Like Maggie Stiefvater’s Shiver, The Forest of Hands and Teeth proves that a romance-driven horror story can go beyond the romance and horror if it has memorable characters and simply beautiful prose.

That said, I’m taking a break from YA literature with fantastical elements. I am so saturated in this genre that I’ve started to get pruny, and it’s time for some fresh bathwater. I read a couple of middle-grade books last week, so maybe I’ll review one of those next.

Feed by M. T. Anderson

That’s the problem with literary fiction. It makes you feel.

And that’s what Feed did to me, and I actually sort of hate it for that. I don’t like sad stuff. I don’t like it when the dog dies, and I don’t like waves of hopelessness crashing into the beaches of my brain.

So, thanks a whole effing lot, M. T. Anderson. [Don’t worry, the dog doesn’t die. There is no dog, because Feed takes place on an earth where animals can’t even live anymore. All the dogs probably died way before the story begins.]

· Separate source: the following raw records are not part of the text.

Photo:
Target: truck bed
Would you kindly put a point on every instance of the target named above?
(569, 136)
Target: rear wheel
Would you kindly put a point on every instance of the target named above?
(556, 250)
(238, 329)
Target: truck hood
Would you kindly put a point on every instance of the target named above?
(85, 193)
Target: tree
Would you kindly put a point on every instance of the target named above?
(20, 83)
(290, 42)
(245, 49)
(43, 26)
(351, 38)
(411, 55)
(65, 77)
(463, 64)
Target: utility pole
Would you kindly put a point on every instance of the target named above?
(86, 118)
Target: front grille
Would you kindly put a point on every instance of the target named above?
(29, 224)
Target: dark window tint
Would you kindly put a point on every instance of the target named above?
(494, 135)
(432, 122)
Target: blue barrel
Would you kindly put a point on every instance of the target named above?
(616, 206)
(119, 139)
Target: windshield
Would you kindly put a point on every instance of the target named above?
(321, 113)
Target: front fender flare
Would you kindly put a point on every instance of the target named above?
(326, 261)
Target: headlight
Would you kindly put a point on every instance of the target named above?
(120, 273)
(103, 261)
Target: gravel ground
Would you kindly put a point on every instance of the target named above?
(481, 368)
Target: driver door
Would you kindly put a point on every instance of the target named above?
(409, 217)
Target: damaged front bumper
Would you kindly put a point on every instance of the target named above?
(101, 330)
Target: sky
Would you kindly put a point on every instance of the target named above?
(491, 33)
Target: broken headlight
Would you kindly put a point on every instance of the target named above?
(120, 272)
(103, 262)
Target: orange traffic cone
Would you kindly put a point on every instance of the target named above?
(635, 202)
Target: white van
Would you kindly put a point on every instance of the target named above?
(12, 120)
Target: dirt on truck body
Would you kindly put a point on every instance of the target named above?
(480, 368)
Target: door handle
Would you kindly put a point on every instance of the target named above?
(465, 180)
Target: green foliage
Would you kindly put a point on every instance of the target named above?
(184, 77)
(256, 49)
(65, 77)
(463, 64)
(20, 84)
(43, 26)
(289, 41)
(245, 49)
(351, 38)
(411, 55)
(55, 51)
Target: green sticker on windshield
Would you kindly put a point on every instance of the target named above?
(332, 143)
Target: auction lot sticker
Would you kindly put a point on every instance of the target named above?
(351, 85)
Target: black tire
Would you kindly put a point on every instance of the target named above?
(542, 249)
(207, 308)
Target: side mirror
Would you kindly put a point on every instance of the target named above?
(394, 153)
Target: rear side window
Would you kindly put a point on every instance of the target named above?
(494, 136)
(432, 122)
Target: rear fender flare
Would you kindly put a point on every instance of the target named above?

Okay, in all seriousness: Feed was amazingly written. I already heard literary agents praise its voice, so I was totally paying attention to that. I’m also really big on unique idioms and slang for unique worlds. Apparently Anderson is really big on this too, because in a couple of places the slang was nearly indecipherable. In fact, I’m still unsure of whether a “youch” girl is good-looking or just the opposite.

*vague spoiler alert*

But did it have to be so bleak? I mean, come on. There was like the barest note of positive at the end—the smallest straw of positive—so small I could barely grasp it—and the entire time I’m reading I’m quoting T. S. Eliot in my head (which you know is a bad sign):

“This is the way the world ends
This is the way the world ends
This is the way the world ends
Not with a bang but a whimper.”

Let me emphasize that my discomfort with this book is more about me than the book itself. As I said, the writing’s great, as is the story. It’s just my own preference is for something a little lighter that doesn’t have me reaching for the Prozac after the story ends.

The whole thing with the lesions: disgusting.

Funniest part: the beef farm. But I had to stop eating my breakfast while I read it.

Saddest bit: disposable table. Okay, that’s not really the saddest bit, but it was pretty sad. Just, the state of the world, that people not only dine on disposable dishes, but they throw their table away at the end of the meal.

Am I glad I read it? Yes. Will I buy the book to enjoy again? Not a chance. I prefer my happy endings, thank you.